What role did child soldiers play in the Sierra Leone civil war?
The term child soldier does not only include those who carry a gun and fight. Children also served as messengers and porters, and young girls were conscripted into sexual slavery or forcibly married to generals. Children are chosen to be soldiers because they are easily manipulated.
Who is Joseph Kony and what is the Lord’s Resistance Army?
Joseph Kony is the leader of the Lord’s Resistance Army (LRA), a Ugandan rebel group that originated in 1987 in northern Uganda among ethnic Acholi communities. The Acholi suffered serious abuses at the hands of successive Ugandan governments in the turbulent 1970s and 1980s.
How many child soldiers did Joseph Kony have?
He is currently one of the most wanted African militants as well. He has been accused by government entities of ordering the abduction of children to become child soldiers and sex slaves. Approximately 66,000 children became soldiers, and 2 million people were displaced internally from 1986 to 2009 by his forces.
Did the Sierra Leone government use child soldiers?
Roughly 10,000-14,000 child soldiers in Sierra Leone fought between 1991 and 2002 in the Sierra Leone Civil War. Children fought on both sides of the conflict.

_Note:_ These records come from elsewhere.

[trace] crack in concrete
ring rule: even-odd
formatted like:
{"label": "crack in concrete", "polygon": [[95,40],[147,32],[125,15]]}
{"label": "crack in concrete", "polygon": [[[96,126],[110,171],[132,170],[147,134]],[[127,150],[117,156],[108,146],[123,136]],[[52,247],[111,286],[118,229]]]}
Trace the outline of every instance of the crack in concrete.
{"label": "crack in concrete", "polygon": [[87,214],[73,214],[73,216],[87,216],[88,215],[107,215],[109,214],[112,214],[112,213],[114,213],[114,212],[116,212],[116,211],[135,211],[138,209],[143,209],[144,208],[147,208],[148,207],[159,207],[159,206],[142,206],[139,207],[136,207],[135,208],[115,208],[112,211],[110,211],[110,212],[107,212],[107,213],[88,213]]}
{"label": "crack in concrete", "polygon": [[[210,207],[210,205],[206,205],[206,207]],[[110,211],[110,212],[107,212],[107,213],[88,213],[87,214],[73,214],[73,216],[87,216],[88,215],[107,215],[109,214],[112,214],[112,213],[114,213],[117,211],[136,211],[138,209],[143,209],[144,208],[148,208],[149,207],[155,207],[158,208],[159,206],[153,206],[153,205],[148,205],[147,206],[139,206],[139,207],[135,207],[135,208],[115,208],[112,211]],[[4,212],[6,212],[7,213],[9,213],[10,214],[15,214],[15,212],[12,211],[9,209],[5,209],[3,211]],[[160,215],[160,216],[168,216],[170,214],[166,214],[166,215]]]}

Nearly half of the Revolutionary United Front (RUF), and a quarter of the governmental armed forces consisted of children aged 8–14 years old.
Why did Joseph Kony abduct children?
Joseph Kony wasn’t able to maintain the group’s numbers or regional support, so he started abducting children to fill the ranks of his army. What had started out as a rebel movement to end the oppression of the north became an oppression of the north in itself. Joseph Kony’s tactics were – and remain – brutal.

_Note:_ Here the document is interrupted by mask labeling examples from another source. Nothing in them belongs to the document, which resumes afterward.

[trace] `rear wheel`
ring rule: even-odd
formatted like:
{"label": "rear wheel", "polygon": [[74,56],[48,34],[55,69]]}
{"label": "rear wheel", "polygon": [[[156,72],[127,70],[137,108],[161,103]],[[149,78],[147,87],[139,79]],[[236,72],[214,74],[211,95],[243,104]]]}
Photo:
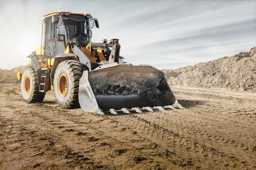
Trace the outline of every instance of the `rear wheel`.
{"label": "rear wheel", "polygon": [[78,101],[79,81],[85,70],[83,64],[73,60],[60,63],[54,78],[54,91],[57,103],[62,108],[80,107]]}
{"label": "rear wheel", "polygon": [[21,77],[21,94],[24,101],[27,103],[42,102],[45,92],[39,91],[37,73],[34,67],[28,66],[25,68]]}

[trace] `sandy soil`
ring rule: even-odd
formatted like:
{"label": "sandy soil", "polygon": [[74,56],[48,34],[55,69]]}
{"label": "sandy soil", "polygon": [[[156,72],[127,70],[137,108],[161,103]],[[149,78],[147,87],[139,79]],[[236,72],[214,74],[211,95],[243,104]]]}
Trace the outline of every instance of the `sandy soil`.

How did children become child soldiers in Sierra Leone?
Causes Leading to Child Soldiers Initial recruitment of children was possible because of the acceptance of children in the workforce, and then grew to a crisis as the RUF and state militias abducted children into conscription. Economic conditions in Sierra Leone are traditionally poor.
What happens to child soldiers after the war?

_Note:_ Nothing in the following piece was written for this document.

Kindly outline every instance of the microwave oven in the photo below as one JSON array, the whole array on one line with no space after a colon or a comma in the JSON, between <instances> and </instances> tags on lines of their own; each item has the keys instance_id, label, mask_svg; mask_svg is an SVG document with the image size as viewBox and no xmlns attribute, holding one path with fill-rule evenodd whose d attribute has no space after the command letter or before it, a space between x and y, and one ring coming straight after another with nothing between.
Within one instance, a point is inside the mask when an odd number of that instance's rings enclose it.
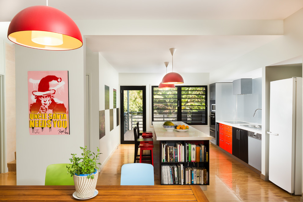
<instances>
[{"instance_id":1,"label":"microwave oven","mask_svg":"<svg viewBox=\"0 0 303 202\"><path fill-rule=\"evenodd\" d=\"M211 111L216 111L216 104L212 104Z\"/></svg>"}]
</instances>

Recruitment into the atrocities of war often affects every aspect of a child’s development. Children experience Post Traumatic Stress Disorder (PTSD), not to mention any injuries they might accrue that did not receive medical attention, deprivation of food and shelter and lack of education.
How are child soldiers affected?
Extreme psychological and emotional trauma, severe battle wounds, loss of hearing, loss of limbs, blindness, rejection by family and community, disease (including HIV/AIDS), violence/abuse, drug addiction, rape and unwanted pregnancy, malnutrition and death, are some of the consequences for child combatants.